# Segmenting and Clustering Neighborhoods in Toronto

## Part 1 : Getting Data

**We will get data from wikipedia website using Web Scraping**

In [1]:
#import libraries
from bs4 import BeautifulSoup #library for web scraping
import requests
import pandas as pd
import numpy as np
pd.set_option('display.max_columns', None)
pd.set_option('display.max_rows', None)

In [2]:
source = requests.get('https://en.wikipedia.org/wiki/List_of_postal_codes_of_Canada:_M').text
soup = BeautifulSoup(source,'lxml')
table = soup.table

In [3]:
#Find the respective data from tag and store in list
postcode = []
borough = []
neighborhood = []

for cell in table.find_all('td'):
    postcode.append(cell.b.text)
    borough.append(cell.span.text.split('(')[0])
    try:
        neigh = cell.span.text
        #split neighborhood by brackets and repace / with ,
        neighbor = ''.join(neigh.split('(')[1].split(')'))
        neighborhood.append(neighbor.replace('/',','))  
    except Exception as e:
        neighborhood.append('Not assigned')

**Converting data into Dataframe**

In [4]:
df = pd.DataFrame(list(zip(postcode,borough,neighborhood)),columns=['PostalCode','Borough','Neighborhood'])
df.head()

Unnamed: 0,PostalCode,Borough,Neighborhood
0,M1A,Not assigned,Not assigned
1,M2A,Not assigned,Not assigned
2,M3A,North York,Parkwoods
3,M4A,North York,Victoria Village
4,M5A,Downtown Toronto,"Regent Park , Harbourfront"


In [5]:
df.shape

(180, 3)

## Data Cleaning

1. Only process the cells that have an assigned borough.
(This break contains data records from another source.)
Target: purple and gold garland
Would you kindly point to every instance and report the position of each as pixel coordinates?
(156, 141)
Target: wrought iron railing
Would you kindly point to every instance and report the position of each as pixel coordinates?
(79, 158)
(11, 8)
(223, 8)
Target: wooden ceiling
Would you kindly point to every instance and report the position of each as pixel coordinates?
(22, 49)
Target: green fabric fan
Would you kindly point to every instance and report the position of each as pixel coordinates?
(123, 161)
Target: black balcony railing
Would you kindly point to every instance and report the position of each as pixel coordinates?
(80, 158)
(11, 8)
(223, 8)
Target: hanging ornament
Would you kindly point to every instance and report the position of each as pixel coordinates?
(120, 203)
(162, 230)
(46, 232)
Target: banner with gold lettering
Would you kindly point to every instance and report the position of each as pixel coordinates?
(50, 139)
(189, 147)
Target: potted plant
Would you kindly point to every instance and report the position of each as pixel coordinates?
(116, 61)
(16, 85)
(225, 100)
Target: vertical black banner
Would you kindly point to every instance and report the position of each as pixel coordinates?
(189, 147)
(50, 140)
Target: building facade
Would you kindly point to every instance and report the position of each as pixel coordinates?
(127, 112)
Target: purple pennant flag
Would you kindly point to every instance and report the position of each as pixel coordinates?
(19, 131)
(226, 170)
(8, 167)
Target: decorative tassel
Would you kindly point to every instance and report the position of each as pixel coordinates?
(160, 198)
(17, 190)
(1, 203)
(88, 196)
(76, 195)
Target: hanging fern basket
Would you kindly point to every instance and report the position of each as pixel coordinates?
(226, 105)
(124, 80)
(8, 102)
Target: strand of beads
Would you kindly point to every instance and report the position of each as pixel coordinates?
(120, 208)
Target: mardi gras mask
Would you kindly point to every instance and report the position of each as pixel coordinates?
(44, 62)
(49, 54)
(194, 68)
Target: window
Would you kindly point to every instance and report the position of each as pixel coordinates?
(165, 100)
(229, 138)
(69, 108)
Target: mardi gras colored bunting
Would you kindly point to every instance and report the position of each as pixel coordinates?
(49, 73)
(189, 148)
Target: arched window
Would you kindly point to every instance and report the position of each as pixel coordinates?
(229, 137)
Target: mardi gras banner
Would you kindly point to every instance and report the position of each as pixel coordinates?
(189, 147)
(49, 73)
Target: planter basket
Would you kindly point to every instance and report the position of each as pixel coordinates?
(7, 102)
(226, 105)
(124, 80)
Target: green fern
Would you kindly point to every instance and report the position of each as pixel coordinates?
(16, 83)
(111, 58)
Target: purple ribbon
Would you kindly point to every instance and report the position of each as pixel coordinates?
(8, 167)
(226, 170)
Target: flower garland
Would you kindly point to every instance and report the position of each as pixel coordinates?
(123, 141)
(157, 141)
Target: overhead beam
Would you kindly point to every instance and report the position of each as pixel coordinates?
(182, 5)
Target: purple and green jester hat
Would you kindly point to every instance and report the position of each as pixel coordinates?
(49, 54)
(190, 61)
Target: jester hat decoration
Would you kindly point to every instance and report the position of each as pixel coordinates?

Ignore cells with a borough that is Not assigned.

In [6]:
#first check
len(df[df['Borough'] == 'Not assigned'])

77

In [7]:
#drop rows
df = df.drop(df[df['Borough'] == 'Not assigned'].index)
df.head()

Unnamed: 0,PostalCode,Borough,Neighborhood
2,M3A,North York,Parkwoods
3,M4A,North York,Victoria Village
4,M5A,Downtown Toronto,"Regent Park , Harbourfront"
5,M6A,North York,"Lawrence Manor , Lawrence Heights"
6,M7A,Queen's Park / Ontario Provincial Government,Not assigned


In [8]:
#check again
len(df[df['Borough'] == 'Not assigned'])

0

In [9]:
df.shape

(103, 3)

2. If a cell has a borough but a Not assigned neighborhood, then the neighborhood will be the same as the borough.

In [10]:
#first check
df[df['Neighborhood'] == 'Not assigned']

Unnamed: 0,PostalCode,Borough,Neighborhood
6,M7A,Queen's Park / Ontario Provincial Government,Not assigned


In [11]:
#replace
df.loc[df['Neighborhood'] == 'Not Assigned', 'Neighborhood'] = df['Borough']

In [12]:
#check again
df[df['Neighborhood'] == 'Not Assigned'][0:5]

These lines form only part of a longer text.